On nous montra la hutte isolée. « C'est là qu'il est, » nous dit-on. Cet homme qu'on ne nommait pas, cet homme devant la hutte duquel on interrompait les récits de gloire et d'honneur, c'était celui qui s'était rendu. Les Spartiates n'avaient pas été plus cruels pour le fuyard des Thermopyles.
Après une demi-heure de marche, nous atteignîmes le bord de la mer. Là, les adieux se renouvelèrent, les poignées de main devinrent plus tendres, les embrassements plus étroits. Il y avait de l'émotion dans les voix les plus fermes, des larmes aux paupières les plus arides. Nos embarcations nous attendaient, nous y montâmes. Mais nous nous éloignions pour ainsi dire sans nous séparer. La nuit était belle, la lune magnifique.

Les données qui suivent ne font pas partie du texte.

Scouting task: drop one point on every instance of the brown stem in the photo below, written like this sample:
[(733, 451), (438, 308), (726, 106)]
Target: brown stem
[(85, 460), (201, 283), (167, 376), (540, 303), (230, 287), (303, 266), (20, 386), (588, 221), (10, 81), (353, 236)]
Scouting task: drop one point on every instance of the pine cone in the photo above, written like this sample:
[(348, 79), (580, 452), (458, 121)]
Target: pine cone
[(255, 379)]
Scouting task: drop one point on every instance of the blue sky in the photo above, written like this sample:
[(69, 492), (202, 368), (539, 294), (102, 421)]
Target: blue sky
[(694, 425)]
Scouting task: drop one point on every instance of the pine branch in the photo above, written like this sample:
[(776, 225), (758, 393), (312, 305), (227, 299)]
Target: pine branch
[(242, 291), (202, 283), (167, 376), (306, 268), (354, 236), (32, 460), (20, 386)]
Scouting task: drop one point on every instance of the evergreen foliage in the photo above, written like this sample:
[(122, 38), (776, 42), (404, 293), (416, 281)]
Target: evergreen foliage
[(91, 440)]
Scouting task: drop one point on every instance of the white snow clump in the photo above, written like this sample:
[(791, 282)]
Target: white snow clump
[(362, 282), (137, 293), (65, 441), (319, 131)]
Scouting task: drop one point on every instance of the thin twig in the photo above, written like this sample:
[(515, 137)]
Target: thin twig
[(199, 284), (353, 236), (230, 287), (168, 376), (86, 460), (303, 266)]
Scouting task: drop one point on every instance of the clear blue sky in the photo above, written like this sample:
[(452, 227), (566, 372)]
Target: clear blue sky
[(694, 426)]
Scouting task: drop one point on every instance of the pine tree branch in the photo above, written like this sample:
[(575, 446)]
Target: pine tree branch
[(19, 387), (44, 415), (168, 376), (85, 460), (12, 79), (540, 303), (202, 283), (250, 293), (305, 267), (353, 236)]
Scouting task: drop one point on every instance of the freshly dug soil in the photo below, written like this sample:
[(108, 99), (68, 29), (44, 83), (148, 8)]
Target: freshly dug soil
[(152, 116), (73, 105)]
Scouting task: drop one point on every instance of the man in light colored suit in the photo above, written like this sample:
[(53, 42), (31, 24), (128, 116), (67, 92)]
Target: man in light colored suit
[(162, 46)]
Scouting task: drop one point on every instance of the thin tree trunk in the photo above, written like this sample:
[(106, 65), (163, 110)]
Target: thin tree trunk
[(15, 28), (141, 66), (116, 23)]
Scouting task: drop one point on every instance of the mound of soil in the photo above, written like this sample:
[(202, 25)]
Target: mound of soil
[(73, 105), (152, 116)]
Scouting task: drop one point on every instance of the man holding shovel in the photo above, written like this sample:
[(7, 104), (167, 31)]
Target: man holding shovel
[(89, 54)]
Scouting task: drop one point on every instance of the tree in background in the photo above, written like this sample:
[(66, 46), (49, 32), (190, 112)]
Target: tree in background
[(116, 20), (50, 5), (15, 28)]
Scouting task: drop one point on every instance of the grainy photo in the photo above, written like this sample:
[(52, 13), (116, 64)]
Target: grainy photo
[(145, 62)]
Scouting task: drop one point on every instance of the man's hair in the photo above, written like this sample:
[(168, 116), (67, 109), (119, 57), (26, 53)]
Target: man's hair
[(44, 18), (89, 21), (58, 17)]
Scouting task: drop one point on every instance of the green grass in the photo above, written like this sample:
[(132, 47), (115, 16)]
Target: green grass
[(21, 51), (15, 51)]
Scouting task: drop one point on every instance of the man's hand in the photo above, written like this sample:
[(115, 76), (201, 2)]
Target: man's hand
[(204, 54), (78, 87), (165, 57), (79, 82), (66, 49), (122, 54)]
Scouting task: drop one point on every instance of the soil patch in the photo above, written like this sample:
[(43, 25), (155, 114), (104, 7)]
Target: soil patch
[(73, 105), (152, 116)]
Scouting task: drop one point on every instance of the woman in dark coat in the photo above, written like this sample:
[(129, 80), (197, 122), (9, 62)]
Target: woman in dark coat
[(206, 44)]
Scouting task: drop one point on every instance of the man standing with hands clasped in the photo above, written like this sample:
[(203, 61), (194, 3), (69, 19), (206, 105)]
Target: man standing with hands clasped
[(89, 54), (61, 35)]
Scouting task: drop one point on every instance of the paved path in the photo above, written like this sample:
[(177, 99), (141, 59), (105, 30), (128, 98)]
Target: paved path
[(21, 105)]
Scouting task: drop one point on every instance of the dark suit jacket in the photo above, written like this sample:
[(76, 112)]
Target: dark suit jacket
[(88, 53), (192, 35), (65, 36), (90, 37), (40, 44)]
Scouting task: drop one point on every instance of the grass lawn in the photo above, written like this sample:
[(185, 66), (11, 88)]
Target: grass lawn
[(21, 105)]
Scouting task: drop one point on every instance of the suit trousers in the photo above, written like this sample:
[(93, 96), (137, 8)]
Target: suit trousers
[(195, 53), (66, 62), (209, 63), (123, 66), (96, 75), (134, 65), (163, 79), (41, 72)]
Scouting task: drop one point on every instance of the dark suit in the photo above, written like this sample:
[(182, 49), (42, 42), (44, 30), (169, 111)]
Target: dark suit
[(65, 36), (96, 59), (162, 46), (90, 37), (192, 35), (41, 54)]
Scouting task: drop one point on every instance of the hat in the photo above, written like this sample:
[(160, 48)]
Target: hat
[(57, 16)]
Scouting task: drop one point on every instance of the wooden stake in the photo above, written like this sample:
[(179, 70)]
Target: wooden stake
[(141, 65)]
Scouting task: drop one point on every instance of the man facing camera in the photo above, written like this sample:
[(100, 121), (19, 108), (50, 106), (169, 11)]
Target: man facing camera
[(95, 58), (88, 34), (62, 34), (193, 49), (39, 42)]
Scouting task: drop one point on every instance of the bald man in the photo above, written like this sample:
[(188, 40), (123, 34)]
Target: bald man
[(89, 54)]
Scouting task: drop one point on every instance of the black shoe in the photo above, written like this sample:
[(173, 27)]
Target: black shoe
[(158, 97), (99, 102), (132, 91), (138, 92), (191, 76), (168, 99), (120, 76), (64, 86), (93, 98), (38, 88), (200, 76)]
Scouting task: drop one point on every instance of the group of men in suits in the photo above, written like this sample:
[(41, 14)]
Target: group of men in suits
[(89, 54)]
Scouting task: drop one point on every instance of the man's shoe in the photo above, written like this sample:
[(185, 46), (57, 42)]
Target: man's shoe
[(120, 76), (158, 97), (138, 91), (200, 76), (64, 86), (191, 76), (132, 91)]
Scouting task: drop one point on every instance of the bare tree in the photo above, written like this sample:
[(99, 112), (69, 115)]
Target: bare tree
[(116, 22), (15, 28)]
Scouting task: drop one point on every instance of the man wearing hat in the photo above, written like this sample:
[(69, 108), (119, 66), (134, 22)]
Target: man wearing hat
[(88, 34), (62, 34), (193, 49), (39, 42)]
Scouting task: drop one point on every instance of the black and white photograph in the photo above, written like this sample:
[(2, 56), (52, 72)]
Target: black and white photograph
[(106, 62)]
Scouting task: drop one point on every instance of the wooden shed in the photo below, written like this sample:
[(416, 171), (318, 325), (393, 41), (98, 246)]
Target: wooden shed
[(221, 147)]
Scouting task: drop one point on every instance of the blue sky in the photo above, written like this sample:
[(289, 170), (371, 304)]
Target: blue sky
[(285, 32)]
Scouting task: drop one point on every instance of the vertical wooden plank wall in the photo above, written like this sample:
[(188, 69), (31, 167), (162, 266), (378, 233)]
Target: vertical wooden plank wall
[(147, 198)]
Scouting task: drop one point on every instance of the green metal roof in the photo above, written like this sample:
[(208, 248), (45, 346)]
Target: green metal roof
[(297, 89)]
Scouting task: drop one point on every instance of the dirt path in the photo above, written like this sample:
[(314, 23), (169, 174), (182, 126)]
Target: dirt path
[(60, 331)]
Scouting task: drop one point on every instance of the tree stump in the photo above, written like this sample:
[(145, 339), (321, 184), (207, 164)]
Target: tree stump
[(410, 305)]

Toute notre chaleureuse escorte resta au bord de la mer, nous criant adieu, suivant des yeux le sillon phosphorescent que traçait notre barque dans l'eau. Et nous, à ces cris, nous répondions par des coups de fusil tirés en l'air.
Enfin, nous atteignîmes le Véloce, le Véloce tout chauffé, tout prêt à partir, et qui leva l'ancre aussitôt que nous fûmes à bord. Nous jetâmes un dernier adieu au rivage, et le rivage tout peuplé nous répondit. Quelque temps encore les éclats de la joie et les sons de la musique militaire parvinrent jusqu'à nous, puis peu à peu le bruit se perdit dans l'éloignement.
Alors il ne nous resta plus que les feux de Djema-r'Azouat s'allongeant dans les moires de l'eau. Puis, peu à peu, les feux disparurent à leur tour : nous venions de doubler le cap oriental de la baie.
C'était le 27 novembre 1846.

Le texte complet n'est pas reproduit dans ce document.